I can assure you that the residents of my building who have no choice but to park on the street would monitor the street on their own. If they see a car parked illegally they would be the first to call a tow truck or ticketing officer.

We have consistently seen people who go out on boats for the weekend or even on long trips via air on our street for days on end; sometimes weeks on end. We have seen taxi’s come at 1 to 2 a.m. when flights arrive and people make noise while unloading their luggage back into their vehicles from the taxi cabs. A cab to the airport and back is so much cheaper than parking at the airport for long periods.

Those who come into this town to work need a place to park but it must be made clear to all of them that they must park at Mary Winspear from now on. Employers must be made to notify their employees that this is the new way and that they can’t park in parking spots marked residential or they will be towed. When I go into Victoria there is no way I can park for free when I go downtown. Yes, I can park in the malls for free but forget it downtown. You are lucky to even find a parking spot never mind what it costs to park for an hour. If I work in Victoria and have to drive to work the cost of parking is very, very costly yet our city council in Sidney feel that these workers should be free. Charge them $25 a week or month for that matter. They have gotten off scot-free for too many years. That very small cost alone would put some needed revenue into city coffers; perhaps to extend the routes of ticketing staffers.

These workers come into Sidney and spend very little here and yet they get to park for free. I live here and spend 90 per cent of my meager income here and yet I can’t leave my building to go for a doctor’s appointment because by 9 a.m.
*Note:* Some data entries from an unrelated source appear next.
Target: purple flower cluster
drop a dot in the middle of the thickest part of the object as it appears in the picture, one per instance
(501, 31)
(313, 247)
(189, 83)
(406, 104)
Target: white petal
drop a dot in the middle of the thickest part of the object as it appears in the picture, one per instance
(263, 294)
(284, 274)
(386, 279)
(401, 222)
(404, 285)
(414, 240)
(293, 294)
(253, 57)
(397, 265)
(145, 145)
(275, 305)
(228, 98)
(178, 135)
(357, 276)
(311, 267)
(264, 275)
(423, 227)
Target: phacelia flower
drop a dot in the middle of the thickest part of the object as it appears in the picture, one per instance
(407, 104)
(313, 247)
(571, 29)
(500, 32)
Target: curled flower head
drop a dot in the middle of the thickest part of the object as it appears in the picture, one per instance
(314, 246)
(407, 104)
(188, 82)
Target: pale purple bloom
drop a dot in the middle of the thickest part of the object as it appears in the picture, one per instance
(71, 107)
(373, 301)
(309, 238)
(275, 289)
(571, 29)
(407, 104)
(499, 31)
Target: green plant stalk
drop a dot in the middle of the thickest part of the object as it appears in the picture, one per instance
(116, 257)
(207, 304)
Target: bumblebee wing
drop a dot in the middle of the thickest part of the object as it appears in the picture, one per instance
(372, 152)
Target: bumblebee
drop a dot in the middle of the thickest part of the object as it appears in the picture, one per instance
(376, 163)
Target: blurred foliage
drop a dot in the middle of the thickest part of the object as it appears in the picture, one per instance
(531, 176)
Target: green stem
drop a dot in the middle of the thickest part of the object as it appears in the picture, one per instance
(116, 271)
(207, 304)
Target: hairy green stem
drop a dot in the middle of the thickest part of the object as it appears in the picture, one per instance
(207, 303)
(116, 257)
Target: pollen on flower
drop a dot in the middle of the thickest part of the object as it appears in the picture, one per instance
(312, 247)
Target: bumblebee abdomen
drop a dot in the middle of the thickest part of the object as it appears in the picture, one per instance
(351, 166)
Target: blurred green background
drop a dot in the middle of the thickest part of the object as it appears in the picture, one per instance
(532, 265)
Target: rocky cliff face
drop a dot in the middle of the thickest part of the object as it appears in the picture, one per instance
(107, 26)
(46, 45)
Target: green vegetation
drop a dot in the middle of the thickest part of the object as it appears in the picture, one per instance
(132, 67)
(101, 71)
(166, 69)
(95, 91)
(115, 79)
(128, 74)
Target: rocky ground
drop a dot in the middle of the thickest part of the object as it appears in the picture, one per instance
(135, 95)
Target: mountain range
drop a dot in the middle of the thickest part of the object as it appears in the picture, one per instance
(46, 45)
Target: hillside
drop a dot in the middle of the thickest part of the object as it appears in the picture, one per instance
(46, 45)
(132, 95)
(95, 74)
I will not find a parking spot within five to eight blocks until after 5 p.m.

I am disabled and can’t walk that far comfortably. It is the residents of this town that keep the economy of this town going – not the people who come here to work or come here to sight see once a year and spend $20 in our town. It’s time to look at the real issues with parking and solve them very, very easily.

I will close by saying that in my letter to city hall last year I asked about the process to speak at a council meeting. I was told I would be granted three minutes. Half of that time would be spent giving my personal information. I also offered to come in and meet with some of my fellow residents that could enlighten council on the issues they perhaps can’t comprehend. I was not given that opportunity either.